We Lwowie Polska zagra po raz pierwszy od roku 1934
Holender musi mieć potężny ból głowy po Euro. Zawiedli go prawie wszyscy (z wyjątkiem Artura Boruca), ale on nie może z wszystkich zrezygnować. Postawił więc na zawodników, którzy mimo słabości na boiskach Austrii nadal są w Polsce najlepsi. Dodał do nich młodych, wyróżniających się w lidze. Brał pod uwagę przede wszystkim mecze wiosenne, ponieważ z powodu opóźnienia obecnych rozgrywek nie było zbyt wielu możliwości obserwacji. W kadrze znaleźli się więc zawodnicy rutynowani, którzy w przeszłości wiele dla reprezentacji zrobili, są tacy, którzy mają za sobą pierwsze większe lub mniejsze doświadczenia, debiutanci i powracający do kadry po ponadrocznej przerwie Ireneusz Jeleń. Beenhakker powołał też Łukasza Piszczka (Hertha) i Grzegorza Bronowickiego (Crvena Zvezda Belgrad), ale nie zobaczymy żadnego z nich. Piszczek poinformował o urazie telefonicznie, Bronowicki przyjechał do Warszawy, ale po konsultacji z lekarzem wrócił do Belgradu.

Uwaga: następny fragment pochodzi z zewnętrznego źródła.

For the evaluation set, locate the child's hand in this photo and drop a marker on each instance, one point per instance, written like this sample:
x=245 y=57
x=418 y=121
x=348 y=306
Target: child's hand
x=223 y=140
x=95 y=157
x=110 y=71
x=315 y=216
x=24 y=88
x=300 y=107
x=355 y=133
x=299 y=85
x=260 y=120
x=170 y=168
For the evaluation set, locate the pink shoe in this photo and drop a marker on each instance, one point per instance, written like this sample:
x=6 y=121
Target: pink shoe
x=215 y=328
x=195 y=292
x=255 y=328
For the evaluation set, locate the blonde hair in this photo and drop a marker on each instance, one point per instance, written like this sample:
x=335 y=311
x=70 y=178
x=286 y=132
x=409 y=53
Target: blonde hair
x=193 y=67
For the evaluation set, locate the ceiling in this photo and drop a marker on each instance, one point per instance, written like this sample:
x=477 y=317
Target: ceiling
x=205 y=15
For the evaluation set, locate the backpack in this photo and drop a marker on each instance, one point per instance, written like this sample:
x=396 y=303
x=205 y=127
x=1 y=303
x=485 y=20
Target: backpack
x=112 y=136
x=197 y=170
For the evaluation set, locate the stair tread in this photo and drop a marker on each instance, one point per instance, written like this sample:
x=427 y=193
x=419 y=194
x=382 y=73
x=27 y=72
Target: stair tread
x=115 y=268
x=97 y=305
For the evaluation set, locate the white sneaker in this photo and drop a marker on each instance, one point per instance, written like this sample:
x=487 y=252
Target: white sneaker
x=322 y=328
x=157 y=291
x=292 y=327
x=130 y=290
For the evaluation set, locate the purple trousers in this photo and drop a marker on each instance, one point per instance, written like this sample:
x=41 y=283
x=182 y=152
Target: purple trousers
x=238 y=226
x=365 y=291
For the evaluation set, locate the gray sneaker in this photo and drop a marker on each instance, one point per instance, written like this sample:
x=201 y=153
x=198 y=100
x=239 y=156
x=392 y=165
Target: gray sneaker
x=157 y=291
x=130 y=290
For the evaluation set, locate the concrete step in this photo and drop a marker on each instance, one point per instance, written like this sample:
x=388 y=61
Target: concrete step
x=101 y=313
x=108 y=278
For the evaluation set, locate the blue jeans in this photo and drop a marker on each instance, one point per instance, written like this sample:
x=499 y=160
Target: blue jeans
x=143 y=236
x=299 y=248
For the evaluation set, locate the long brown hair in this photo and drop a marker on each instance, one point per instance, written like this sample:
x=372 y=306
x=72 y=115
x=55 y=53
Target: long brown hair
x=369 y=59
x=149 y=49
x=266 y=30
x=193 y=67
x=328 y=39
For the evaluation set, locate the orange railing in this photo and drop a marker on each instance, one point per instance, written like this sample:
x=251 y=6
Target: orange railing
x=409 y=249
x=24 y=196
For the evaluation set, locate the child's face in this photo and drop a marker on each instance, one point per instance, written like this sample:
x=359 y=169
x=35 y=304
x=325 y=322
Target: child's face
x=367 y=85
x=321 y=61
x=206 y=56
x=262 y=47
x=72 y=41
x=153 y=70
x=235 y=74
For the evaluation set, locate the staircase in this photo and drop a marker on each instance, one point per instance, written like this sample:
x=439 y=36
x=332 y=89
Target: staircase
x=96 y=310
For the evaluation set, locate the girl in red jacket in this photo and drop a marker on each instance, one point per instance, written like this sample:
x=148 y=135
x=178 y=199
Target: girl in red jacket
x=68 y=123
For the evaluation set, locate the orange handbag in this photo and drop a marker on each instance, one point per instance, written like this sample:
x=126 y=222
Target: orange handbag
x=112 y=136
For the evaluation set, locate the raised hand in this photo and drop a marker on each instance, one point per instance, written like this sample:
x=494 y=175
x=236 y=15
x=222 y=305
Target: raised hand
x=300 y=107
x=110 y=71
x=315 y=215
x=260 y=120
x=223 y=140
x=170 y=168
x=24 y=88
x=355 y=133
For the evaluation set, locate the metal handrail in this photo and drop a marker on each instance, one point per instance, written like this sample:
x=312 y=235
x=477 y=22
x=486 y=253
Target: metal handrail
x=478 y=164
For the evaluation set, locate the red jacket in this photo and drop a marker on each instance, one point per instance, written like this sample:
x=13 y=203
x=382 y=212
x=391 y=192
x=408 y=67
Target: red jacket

Beenhakker nie powołał nikogo na jego miejsce. Zamiast Piszczka w kadrze znalazł się piłkarz z listy rezerwowych Tomasz Zahorski, który w ostatnim sparingu kadry z juniorami Maccabi Hajfa (5:0) strzelił trzy bramki.
Nie ma już Jacka Bąka, który postanowił zakończyć karierę w kadrze, oraz Macieja Żurawskiego. Wrócił natomiast Jakub Błaszczykowski, któremu udział w mistrzostwach Europy uniemożliwiła kontuzja. Ze względu na przygotowania do rewanżu z Barceloną Beenhakker nie powołał nikogo z Wisły Kraków. Legia i Lech (czekają je rewanże w Pucharze UEFA) mają w kadrze po jednym piłkarzu (Roger i Rafał Murawski).
Mecz z Ukrainą jest jedynym sprawdzianem kadry przed pierwszymi meczami eliminacyjnymi mistrzostw świata – 6 września we Wrocławiu ze Słowenią i 10 września na wyjeździe z San Marino.